I’ve been going back and forth about which poem is my favorite in the current issue of Poetry, but I think I’m going to settle on Austin Smith’s “Factory Town,” cuz of the cool metaphors. “The factory stands on the train / of your town’s wedding gown” it starts, then reviews the people you meet. “Who knows what bright things / they conceal in their coats” and before the end refers to the river as “that gray, dappled, / broken thing.” Just such a nice use of language.
Jessica Fjeld has a concise and engaging poem, “Political Theory.” “In a famous painting of a founding father / and the back end of a horse.” As you know by now, I do love my judicious humor.

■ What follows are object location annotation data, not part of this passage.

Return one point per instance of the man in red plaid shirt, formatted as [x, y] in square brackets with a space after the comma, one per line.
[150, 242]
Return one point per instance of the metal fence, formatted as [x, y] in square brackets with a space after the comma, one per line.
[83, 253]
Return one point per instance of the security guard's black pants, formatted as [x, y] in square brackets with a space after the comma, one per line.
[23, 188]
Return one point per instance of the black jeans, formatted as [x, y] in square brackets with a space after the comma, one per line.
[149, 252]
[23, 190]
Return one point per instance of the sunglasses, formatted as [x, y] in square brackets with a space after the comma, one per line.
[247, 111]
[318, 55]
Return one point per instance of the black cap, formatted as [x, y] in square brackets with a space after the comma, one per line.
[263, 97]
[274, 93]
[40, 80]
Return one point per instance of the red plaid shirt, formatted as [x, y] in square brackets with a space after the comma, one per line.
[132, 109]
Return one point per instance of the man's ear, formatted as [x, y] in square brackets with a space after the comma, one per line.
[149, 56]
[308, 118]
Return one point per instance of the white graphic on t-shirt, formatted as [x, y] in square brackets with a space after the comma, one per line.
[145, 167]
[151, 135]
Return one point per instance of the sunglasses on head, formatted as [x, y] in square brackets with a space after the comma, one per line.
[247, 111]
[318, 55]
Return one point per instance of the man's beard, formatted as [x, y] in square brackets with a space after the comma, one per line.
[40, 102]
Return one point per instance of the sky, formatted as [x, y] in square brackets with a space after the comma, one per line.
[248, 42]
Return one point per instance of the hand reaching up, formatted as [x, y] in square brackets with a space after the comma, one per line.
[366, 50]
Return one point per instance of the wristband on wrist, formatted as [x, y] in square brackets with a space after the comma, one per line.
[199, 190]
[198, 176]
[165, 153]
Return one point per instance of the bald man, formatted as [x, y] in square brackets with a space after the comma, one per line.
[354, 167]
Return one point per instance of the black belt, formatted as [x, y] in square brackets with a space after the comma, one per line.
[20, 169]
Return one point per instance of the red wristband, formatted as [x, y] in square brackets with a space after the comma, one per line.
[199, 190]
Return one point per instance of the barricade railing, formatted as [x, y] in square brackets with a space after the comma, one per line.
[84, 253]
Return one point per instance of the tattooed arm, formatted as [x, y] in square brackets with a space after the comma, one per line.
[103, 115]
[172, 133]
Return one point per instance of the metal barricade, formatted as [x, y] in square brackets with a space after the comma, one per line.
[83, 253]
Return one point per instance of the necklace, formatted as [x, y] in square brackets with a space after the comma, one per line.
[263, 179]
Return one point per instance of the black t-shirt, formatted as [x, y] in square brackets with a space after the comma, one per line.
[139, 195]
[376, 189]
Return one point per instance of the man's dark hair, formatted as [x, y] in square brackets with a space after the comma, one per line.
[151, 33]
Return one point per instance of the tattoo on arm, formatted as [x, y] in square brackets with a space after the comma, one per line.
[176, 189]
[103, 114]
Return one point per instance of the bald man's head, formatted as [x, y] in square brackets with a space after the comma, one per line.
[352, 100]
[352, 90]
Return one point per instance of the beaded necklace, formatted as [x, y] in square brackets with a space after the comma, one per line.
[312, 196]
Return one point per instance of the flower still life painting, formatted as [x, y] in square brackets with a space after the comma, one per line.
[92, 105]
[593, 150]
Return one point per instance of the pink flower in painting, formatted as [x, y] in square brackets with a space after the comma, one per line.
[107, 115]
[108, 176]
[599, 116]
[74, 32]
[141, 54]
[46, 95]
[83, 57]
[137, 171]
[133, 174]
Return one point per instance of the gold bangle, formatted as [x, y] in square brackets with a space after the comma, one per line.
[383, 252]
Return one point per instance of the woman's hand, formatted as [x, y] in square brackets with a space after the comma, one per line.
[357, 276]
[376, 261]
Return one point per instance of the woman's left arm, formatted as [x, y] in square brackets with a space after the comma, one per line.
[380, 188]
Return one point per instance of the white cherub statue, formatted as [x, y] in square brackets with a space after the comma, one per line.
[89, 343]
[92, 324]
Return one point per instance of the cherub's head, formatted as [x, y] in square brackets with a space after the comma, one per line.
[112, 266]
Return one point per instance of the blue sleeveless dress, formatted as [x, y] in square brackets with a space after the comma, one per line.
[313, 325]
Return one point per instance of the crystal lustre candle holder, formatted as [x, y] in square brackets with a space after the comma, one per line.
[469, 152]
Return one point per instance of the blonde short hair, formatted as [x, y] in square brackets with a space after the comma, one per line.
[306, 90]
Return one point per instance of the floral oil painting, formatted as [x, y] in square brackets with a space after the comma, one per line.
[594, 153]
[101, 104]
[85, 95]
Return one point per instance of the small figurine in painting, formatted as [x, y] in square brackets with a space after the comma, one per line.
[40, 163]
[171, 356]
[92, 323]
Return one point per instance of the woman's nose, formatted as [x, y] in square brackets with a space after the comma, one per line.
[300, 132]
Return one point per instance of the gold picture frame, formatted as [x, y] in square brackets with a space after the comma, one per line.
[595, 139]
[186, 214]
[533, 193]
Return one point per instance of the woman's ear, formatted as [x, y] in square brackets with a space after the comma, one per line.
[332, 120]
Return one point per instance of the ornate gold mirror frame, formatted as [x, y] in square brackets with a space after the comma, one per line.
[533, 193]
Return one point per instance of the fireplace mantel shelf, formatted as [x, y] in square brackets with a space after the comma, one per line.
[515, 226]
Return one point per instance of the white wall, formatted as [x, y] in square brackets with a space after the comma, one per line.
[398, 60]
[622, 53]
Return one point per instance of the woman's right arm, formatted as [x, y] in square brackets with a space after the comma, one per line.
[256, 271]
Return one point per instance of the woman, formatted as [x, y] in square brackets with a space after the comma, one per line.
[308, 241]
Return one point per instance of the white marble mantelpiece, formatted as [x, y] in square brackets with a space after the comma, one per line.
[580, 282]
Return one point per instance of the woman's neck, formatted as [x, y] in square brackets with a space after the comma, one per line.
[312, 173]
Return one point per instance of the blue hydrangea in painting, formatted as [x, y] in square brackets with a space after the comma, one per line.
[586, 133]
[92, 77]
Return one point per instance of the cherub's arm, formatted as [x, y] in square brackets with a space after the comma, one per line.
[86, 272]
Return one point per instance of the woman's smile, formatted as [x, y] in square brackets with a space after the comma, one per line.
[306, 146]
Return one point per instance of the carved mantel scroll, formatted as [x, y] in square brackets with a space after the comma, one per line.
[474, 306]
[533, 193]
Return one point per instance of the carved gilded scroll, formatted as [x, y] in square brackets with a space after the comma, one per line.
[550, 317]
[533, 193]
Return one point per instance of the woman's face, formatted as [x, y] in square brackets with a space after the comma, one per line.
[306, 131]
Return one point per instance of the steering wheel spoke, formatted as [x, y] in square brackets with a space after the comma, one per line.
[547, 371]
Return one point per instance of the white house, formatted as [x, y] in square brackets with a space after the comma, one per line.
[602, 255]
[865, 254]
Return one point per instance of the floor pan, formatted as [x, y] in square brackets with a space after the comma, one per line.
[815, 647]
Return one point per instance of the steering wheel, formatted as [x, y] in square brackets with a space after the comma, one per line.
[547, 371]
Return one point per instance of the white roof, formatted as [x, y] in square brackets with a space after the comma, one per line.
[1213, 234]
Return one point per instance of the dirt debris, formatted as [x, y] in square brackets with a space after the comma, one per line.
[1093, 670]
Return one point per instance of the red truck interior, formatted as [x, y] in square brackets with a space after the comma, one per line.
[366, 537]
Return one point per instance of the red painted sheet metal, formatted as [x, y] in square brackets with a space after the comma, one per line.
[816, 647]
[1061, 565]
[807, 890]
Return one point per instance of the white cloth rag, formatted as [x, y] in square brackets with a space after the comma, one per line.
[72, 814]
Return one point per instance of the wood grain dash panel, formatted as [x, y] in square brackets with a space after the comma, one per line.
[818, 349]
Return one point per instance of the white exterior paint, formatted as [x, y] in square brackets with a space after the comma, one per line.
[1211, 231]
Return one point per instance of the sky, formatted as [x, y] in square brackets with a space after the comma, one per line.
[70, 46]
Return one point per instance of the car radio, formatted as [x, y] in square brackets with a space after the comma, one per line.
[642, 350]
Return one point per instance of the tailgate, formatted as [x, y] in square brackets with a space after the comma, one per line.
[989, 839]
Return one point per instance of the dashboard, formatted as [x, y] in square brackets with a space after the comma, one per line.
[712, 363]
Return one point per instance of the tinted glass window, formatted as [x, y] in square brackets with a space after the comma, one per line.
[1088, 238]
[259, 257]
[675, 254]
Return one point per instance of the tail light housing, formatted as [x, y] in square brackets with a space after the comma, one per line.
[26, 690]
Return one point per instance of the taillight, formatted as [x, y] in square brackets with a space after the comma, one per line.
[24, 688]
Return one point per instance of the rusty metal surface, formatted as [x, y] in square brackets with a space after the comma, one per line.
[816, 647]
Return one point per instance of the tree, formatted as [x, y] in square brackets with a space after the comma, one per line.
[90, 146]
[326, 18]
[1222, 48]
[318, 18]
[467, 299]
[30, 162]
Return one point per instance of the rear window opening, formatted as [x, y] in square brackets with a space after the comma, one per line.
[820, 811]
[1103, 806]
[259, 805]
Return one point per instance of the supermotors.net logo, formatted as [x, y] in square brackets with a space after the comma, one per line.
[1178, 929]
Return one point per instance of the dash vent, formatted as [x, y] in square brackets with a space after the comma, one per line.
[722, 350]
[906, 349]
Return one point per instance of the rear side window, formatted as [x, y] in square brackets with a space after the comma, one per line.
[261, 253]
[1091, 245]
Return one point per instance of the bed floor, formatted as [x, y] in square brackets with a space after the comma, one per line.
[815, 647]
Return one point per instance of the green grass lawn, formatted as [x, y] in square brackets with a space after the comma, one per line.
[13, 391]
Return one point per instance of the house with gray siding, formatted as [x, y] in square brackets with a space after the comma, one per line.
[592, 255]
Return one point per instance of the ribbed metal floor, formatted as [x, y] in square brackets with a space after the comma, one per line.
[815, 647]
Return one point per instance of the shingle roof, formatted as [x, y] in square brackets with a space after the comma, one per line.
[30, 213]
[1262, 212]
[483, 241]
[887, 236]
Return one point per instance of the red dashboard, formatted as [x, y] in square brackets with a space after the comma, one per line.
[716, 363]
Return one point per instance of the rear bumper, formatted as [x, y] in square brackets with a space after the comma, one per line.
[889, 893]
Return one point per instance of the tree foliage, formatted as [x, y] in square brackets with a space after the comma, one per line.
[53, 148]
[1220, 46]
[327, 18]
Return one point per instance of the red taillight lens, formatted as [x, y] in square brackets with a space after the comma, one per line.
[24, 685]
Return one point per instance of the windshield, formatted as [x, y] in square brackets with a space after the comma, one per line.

And Aram Saroyan presents a poem, “Film Noir,” which beautifully captures the spirit and language of noir in a series of one line sentences. “He took her into his arms. / She let him in and walked out of the room. / He ran down the escalator….He waited in the rain.” You get the idea. And it ends as it needs to, on a sort of poetic fade-out.
I liked Charlie Bondhus’ “Sunday In The Panopticon,” I think purely for the sound of the words. “The sun reflected off / the glass and my table was an inscrutable / tower of light from which I peered…” Boy, that’s a neat image. And notice how the line bounces where the sun reflects off it, and then again after the word inscrutable, as though the light became suddenly blinding there, making us avert our eyes. Subtle and beautiful.
Finally, I like Jillian Weise’ poem, “Future Biometrics.” “The body that used to / contain your daughter // we found it…” It becomes a meditation on the growing consequences of identification in the information world. A quick poem, but all the more powerful for that.